鹿塩マイロナイトと断層岩類

中央構造線の内帯側に、
「鹿塩(かしお)マイロナイト」という断層岩が、
関東から淡路島まで露出しています。
「鹿塩」は大鹿村の地名です。


断層岩類

内陸の断層では、断層帯の深さは約20kmあります。
日本列島では、深さ1kmにつき20〜30度温度が上がります。
地表と断層深部では、温度と圧力がちがうため、
岩石の性質が変わります。

およそ15kmの深さでは、温度が高く、岩石は焼きなまされ、壊れずに延びた「マイロナイト」ができます。
およそ10km〜5kmの深さでは、岩石は砕かれますが、圧力が高いために、すぐに固結して「カタクレーサイト」ができます。
深さ5kmより浅いところでは、破砕された岩石は固まりません。砕かれた岩の破片が30%以上残っているものを「断層角れき」、30%以下のものを「断層ガウジ」といいます。
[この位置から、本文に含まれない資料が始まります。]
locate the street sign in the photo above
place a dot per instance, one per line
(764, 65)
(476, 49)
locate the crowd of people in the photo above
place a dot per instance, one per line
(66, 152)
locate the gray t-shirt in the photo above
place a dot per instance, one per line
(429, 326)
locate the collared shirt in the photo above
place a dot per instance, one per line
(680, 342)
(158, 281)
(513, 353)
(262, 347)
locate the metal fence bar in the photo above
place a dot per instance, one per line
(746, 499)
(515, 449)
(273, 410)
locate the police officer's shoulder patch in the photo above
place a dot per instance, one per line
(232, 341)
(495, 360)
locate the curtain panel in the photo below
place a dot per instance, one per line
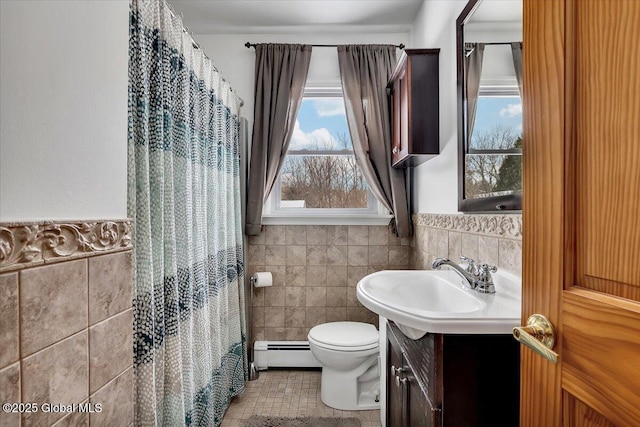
(474, 53)
(365, 71)
(281, 74)
(184, 196)
(516, 52)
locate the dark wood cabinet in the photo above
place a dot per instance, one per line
(415, 119)
(452, 380)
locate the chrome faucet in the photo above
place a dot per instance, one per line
(477, 277)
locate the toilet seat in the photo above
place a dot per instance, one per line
(345, 336)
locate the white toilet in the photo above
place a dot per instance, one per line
(348, 353)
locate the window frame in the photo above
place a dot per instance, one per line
(506, 203)
(374, 214)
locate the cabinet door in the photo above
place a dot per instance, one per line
(400, 111)
(419, 412)
(394, 393)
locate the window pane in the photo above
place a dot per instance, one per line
(492, 175)
(321, 125)
(498, 123)
(325, 181)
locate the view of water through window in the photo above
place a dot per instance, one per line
(320, 170)
(498, 127)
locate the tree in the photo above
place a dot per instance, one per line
(482, 171)
(510, 173)
(324, 181)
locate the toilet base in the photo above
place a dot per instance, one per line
(357, 391)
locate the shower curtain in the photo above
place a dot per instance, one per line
(184, 197)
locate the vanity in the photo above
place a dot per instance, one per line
(452, 380)
(449, 357)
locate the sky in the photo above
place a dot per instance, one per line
(498, 110)
(320, 122)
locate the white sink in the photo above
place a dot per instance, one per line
(437, 301)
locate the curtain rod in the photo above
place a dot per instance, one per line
(248, 45)
(492, 43)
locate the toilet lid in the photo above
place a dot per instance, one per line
(345, 334)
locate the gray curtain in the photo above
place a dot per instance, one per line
(281, 74)
(365, 71)
(516, 51)
(472, 71)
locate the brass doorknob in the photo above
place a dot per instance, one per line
(538, 335)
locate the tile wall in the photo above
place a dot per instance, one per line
(66, 325)
(494, 239)
(315, 272)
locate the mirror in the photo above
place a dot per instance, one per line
(489, 69)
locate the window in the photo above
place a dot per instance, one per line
(320, 177)
(493, 163)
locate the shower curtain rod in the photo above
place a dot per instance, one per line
(248, 45)
(493, 43)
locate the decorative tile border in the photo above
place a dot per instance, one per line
(31, 243)
(507, 226)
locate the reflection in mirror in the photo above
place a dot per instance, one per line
(489, 37)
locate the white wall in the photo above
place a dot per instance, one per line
(237, 63)
(63, 109)
(435, 182)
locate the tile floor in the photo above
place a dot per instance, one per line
(288, 393)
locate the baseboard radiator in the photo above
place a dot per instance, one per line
(283, 354)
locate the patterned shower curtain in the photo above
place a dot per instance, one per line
(184, 196)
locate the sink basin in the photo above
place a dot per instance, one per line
(438, 301)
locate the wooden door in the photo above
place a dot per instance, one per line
(581, 210)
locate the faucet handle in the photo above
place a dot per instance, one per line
(487, 268)
(485, 280)
(466, 259)
(471, 264)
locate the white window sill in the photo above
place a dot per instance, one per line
(325, 219)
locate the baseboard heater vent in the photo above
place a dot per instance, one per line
(283, 354)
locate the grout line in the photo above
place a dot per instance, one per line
(88, 337)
多くの場合、すりつぶされた粉砕物が水と化合してできた「断層粘土」を含みます。

地表近くでは、岩石は冷たく脆いため、
砕かれて「断層ガウジ」になります。
ただし、もとの岩石の破片が30%以上残っているものは「断層角礫]といいます。
一部は、すりつぶされて水と反応し「断層粘土」になります。

地下5〜10kmでは、圧力が高いため、
砕かれた岩片は固まって岩になり、
「カタクレーサイト(破砕岩)」になります。

地下15kmでは、高温のため
焼きなましを受けながら壊れずに変形し、
再結晶した細かい鉱物が流れたような見かけの、
「マイロナイト」になります。


深部断層岩マイロナイト

マイロナイトでは、
焼きなましを受けやすい鉱物種の結晶は、細かくなりながら"流れる"ように移動し、
岩石が変形していきます。
焼きなましを受けにくい鉱物種の結晶は、もとの岩石の粒のまま残ります。
この、もとの岩石から残った大きめの結晶粒を、「ポーフィロクラスト」といいます。


写真:花崗岩類が断層深部で変形してできたマイロナイト
(暗色の細粒基質と白色の長石ポーフィロクラストからなる)

花崗岩が深さ15km(地温が350℃)で変形したマイロナイトでは、
石英や黒雲母はすべて細かくなって「細粒基質」をつくっていますが、
長石の一部は、もとの大きい結晶のまま残っています。

ずれの向き

長石ポーフィロクラストの形から、当時の"ずれ"の向きが分かります。


シグマタイプ(左)デルタタイプ(右)のポーフィロクラスト(スケールは1cm)
いずれも左ずれを示す

鹿塩マイロナイトは8000〜7000万年前の白亜紀末期に、
深さ15km、350℃で形成されました。